我打開一看,裏面居然是一把寒光閃閃的晶瑩長劍!
寒玉調?
一個相當陌生的名字出現在了大腦中。
「這是誰的?」我下意識的問道。
劉鑫搖了搖頭,道:「我也不知道。」
奇了怪了!誰會送這麼一個玩意兒給我?
我看着手中這麼猶如水晶一樣的長劍,一時之間竟有些沉醉。
這把長劍,怎麼就怎麼的熟悉呢?
我似乎在什麼地方見過,可是我就想不起來它的主人是誰了。
這是怎麼啦?
正在這個時候,一個西裝革履的保鏢走了進來,道:「劉總,那個人又過來了。求見佟先生。」
我的真實身份還沒有在公司裏面公開。對他們來說,我也只是一個上賓而已。
「又來呢?」劉鑫皺着眉頭。輕聲道,「你先出去,我和佟先生先說說。」
「好!」
「怎麼啦?」我問道,「是不是有什麼人來找我?」
「是的!」劉鑫點了點頭,道,「這個事情我原本打算待會兒再說的。但是現在他既然來了。我就只能先說了。老闆,在你昏睡了這三四天裏,一直有一個人來外面求見。他沒有說他的身份和來歷。只是說要見你一面。為了安全起見,所以我就一直推脫。說你在休息。可是我沒有想到的是,他居然會一直站在外面等。無論颳風下雨,他都一直站在外面。每天都等十個小時,只等到夜深了才會回去。我們都有些動容。可是你一直不醒,我們也沒有什麼辦法。」
???「是誰這麼有誠心?」我皺了皺眉頭,道,「你們怎麼不讓他進來?」
「雖然他很可疑。老闆,我們也不是這麼不近人情的人。我們是叫他進來的。但是他說他要在外面等你出去。其他的就什麼都沒有說了。」
「會是誰呢?」我心中說不出的納悶。
放下苗刀和長劍,掀開被子,穿上拖鞋走了出去。
劉鑫和一旁的護士趕緊過來攙扶我。
我雖然沒有多大的力氣,但醒過來這麼一會兒之後,筋骨已經活動開來,還沒有到走路都需要人攙扶的地步。
我推開他們兩個人的手,有些踉蹌地走了出去。
下了走廊,出了大廳,來到了外面的迴廊上。
大雨傾盆而下。地上霧蒙蒙的全是水花。
這時節,正是南方降雨量最大的時節。
朦朦朧朧的水汽中,別墅的大門口,真的孤零零地站着一個人。
「怎麼不給他送一把傘?」我問道。
兩個保鏢苦笑着搖頭:「是他不要!他這個人,真的很奇怪。」
我的心中,突然傳來一陣悸動,冒雨沖了出去。
兩個保鏢趕上來要給我撐傘。我不知道為什麼,竟鬼使神差地搖搖手,拒絕了他們。
大雨磅礴,很快就濕透了我的衣服。
劉鑫拿着雨傘沖了過來,道:「老闆,你身上還有傷,不能這樣淋雨。」
我對着他搖搖頭,穿着睡衣,拖着拖鞋,踩着地上的雨水,走了過去,打開了沒有上鎖的鐵門。

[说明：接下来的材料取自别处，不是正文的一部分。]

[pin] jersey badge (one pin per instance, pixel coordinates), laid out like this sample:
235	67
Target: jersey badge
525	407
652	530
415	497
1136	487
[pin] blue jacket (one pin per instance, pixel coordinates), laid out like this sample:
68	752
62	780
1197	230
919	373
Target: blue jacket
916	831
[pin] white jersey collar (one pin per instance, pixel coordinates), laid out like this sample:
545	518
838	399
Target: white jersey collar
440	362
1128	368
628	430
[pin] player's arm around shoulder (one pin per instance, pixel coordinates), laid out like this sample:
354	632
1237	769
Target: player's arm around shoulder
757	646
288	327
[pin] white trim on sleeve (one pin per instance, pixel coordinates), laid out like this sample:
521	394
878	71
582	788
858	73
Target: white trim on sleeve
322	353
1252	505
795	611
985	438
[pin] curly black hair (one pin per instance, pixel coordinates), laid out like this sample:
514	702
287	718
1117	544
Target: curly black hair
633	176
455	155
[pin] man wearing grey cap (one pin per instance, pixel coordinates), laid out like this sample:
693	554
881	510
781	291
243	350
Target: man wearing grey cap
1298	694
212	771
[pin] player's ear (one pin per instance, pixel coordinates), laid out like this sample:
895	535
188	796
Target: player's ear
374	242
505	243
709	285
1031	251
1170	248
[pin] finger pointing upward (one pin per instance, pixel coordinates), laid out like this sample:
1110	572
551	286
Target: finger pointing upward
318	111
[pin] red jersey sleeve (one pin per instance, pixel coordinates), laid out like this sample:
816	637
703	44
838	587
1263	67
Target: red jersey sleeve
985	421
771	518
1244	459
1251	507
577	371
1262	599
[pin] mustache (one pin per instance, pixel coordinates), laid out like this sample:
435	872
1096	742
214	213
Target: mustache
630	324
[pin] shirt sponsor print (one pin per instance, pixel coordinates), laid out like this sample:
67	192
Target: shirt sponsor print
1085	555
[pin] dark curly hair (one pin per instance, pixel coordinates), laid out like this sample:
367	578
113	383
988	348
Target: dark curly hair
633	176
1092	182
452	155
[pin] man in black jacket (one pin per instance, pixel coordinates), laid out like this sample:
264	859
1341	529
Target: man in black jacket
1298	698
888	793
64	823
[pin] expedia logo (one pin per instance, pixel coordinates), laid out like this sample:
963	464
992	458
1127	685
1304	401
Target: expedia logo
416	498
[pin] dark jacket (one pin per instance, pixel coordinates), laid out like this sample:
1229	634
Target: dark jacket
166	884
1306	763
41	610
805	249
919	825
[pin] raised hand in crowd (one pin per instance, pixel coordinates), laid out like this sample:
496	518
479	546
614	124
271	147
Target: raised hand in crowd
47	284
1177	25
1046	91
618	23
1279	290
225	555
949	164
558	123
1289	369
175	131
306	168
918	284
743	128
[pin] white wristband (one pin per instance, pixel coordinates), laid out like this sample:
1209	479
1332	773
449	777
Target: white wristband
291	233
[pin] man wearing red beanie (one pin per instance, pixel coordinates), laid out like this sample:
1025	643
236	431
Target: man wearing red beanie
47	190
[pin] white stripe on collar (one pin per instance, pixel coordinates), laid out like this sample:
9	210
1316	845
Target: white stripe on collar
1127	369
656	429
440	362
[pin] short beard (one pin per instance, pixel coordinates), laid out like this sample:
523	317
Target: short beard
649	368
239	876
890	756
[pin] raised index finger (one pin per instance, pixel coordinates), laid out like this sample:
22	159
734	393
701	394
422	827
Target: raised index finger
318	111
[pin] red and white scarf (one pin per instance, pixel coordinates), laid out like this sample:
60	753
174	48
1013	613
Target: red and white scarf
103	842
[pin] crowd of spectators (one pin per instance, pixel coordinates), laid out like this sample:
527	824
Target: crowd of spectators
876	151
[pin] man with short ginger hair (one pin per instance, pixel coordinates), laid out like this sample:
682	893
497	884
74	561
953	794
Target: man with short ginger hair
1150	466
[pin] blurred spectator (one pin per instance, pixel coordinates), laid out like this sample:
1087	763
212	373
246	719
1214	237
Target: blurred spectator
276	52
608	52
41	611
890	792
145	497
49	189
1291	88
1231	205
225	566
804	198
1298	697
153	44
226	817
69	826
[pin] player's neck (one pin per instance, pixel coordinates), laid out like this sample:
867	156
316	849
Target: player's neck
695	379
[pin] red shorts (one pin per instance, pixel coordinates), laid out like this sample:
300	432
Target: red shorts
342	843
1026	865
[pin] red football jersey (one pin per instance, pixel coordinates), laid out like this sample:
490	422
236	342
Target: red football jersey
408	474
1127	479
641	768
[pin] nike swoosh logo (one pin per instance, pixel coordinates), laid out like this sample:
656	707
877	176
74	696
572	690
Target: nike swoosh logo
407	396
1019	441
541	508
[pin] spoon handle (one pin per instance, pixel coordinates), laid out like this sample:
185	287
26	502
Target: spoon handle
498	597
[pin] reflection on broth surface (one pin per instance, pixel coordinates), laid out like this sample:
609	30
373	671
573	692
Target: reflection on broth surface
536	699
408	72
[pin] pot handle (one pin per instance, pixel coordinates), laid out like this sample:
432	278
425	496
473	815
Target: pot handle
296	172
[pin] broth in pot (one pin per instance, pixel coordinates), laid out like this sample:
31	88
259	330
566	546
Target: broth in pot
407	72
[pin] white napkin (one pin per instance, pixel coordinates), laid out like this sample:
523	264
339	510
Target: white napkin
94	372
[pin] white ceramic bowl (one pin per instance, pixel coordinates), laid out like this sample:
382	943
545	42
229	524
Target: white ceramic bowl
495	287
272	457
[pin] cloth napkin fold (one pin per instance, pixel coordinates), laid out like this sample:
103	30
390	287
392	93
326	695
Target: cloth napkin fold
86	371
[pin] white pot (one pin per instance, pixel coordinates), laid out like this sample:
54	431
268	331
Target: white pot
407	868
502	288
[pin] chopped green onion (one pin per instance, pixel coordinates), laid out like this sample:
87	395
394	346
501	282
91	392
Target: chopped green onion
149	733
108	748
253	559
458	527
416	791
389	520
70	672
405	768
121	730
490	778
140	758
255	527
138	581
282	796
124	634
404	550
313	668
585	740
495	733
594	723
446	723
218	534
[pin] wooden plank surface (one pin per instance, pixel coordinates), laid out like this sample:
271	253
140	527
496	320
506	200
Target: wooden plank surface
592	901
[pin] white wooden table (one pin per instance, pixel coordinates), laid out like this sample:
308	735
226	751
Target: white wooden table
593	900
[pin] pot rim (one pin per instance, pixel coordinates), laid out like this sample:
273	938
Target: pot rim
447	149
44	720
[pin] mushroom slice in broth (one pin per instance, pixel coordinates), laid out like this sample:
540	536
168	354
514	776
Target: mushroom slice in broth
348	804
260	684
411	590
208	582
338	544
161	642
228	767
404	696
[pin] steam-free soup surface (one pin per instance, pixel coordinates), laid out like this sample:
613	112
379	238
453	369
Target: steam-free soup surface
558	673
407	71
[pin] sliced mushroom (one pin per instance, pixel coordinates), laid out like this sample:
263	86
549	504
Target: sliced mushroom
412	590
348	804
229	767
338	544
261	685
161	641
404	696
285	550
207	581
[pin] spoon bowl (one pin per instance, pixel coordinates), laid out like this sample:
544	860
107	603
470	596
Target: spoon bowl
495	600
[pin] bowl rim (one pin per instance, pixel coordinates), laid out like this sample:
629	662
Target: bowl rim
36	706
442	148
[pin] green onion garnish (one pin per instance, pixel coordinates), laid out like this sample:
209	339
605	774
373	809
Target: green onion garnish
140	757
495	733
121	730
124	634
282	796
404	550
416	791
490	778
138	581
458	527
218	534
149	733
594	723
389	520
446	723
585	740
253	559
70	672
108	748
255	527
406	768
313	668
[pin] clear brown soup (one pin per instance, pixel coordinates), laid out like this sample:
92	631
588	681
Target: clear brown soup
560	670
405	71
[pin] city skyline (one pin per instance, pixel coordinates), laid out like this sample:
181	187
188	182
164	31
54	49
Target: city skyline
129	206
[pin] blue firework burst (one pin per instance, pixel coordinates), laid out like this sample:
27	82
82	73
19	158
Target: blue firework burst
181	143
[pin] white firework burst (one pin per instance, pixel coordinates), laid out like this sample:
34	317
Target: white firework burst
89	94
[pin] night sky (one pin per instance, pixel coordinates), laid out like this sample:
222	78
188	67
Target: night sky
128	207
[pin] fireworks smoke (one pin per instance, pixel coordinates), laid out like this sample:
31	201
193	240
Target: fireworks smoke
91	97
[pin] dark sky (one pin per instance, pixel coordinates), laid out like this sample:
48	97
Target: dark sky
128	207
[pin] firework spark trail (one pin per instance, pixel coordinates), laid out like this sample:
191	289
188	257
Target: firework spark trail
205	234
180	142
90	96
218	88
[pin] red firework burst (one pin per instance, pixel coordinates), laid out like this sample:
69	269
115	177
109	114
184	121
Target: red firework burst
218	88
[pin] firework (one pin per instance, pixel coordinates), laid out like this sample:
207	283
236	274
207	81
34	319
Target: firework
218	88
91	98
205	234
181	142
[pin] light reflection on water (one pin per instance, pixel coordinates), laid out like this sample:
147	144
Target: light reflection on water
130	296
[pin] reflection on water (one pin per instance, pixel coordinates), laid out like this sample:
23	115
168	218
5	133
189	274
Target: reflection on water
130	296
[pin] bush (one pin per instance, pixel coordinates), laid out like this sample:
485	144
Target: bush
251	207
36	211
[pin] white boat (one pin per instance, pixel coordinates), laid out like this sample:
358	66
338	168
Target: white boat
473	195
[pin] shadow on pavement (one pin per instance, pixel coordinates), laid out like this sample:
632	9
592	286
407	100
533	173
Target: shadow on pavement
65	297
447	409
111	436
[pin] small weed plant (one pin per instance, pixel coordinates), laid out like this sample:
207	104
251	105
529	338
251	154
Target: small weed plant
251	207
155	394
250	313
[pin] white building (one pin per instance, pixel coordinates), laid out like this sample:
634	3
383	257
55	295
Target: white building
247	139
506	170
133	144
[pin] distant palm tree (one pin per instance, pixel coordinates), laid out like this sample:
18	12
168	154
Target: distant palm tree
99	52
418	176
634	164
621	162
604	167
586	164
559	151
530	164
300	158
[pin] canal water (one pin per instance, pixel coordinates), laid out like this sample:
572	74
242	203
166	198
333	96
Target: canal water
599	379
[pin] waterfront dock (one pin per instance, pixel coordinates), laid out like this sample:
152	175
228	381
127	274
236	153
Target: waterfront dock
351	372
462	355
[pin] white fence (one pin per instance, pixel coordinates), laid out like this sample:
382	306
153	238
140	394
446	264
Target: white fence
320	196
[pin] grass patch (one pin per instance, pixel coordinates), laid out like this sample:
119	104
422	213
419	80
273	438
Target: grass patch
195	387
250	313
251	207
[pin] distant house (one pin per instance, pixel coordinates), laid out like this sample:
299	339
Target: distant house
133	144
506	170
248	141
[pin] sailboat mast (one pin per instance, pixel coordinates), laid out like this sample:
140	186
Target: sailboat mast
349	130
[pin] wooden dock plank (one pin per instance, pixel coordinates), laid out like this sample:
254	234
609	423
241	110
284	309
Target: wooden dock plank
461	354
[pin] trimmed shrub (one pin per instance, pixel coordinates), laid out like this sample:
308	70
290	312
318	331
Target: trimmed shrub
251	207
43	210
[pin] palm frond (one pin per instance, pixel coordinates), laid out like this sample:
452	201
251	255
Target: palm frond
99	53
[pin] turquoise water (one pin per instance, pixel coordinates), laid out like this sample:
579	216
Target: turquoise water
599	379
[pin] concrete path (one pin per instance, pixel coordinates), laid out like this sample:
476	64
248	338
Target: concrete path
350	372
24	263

眼前的這個人,一張冷峻的國字臉稜角分明,透着剛毅的帥氣,斜劉海已經被雨水浸濕。粘住了臉龐。
我停住了腳步,看着風雨中屹立不倒的身影,問道:「是你?」
「原諒我!」他抬起一雙清澈而波瀾不驚的眼睛,看着我,誠懇地道。
「怎麼會是你?」雨水也從我的頭髮上落下。
我看着眼前的人,說不出心中的感覺。
這個人,不是別人,正是悶葫蘆!
好久沒有見到他了!
從橫斷山雪山上一戰之後,我就再也沒有他的消息了。
我怎麼都沒有想到,我們還會見面,還是用這樣的方式見面。
那一戰,我們誰都沒有打贏誰,自己卻受了不輕的傷。但是我不否認的是,我輸掉了。
因為那場戰鬥之後,我幾乎連走路的力氣都沒有了,而他卻還有力氣去苗寨尋找翡兒。從這裏來說,我已經輸掉了。
那一戰,我心裏面似乎失去了什麼,總是空落落的。
一點兒都不踏實。
我看着他,他也不說話。說了一句「原諒我」以後,就是低下了頭,像一個犯了錯的孩子。
「為什麼?」我輕聲問道。可心裏的沉重,就只有自己知道。
我從來都沒有想過,我們還能這樣心平氣和地說話。
「是我對不起你!」他的話還是那麼的簡短。
我不知道他說的「對不起」,到底指的是什麼,是指「欺騙了我」,還是指其他的?
「算了!」他都已經來道歉了。而且在這外面站了這麼多天,這誠意也足夠。我道,「那一戰,我們兩清了。我原諒你!但是,我不明白你為什麼要這麼做?」
他低下了頭,不說話了,還是只有一句話:是我對不起你!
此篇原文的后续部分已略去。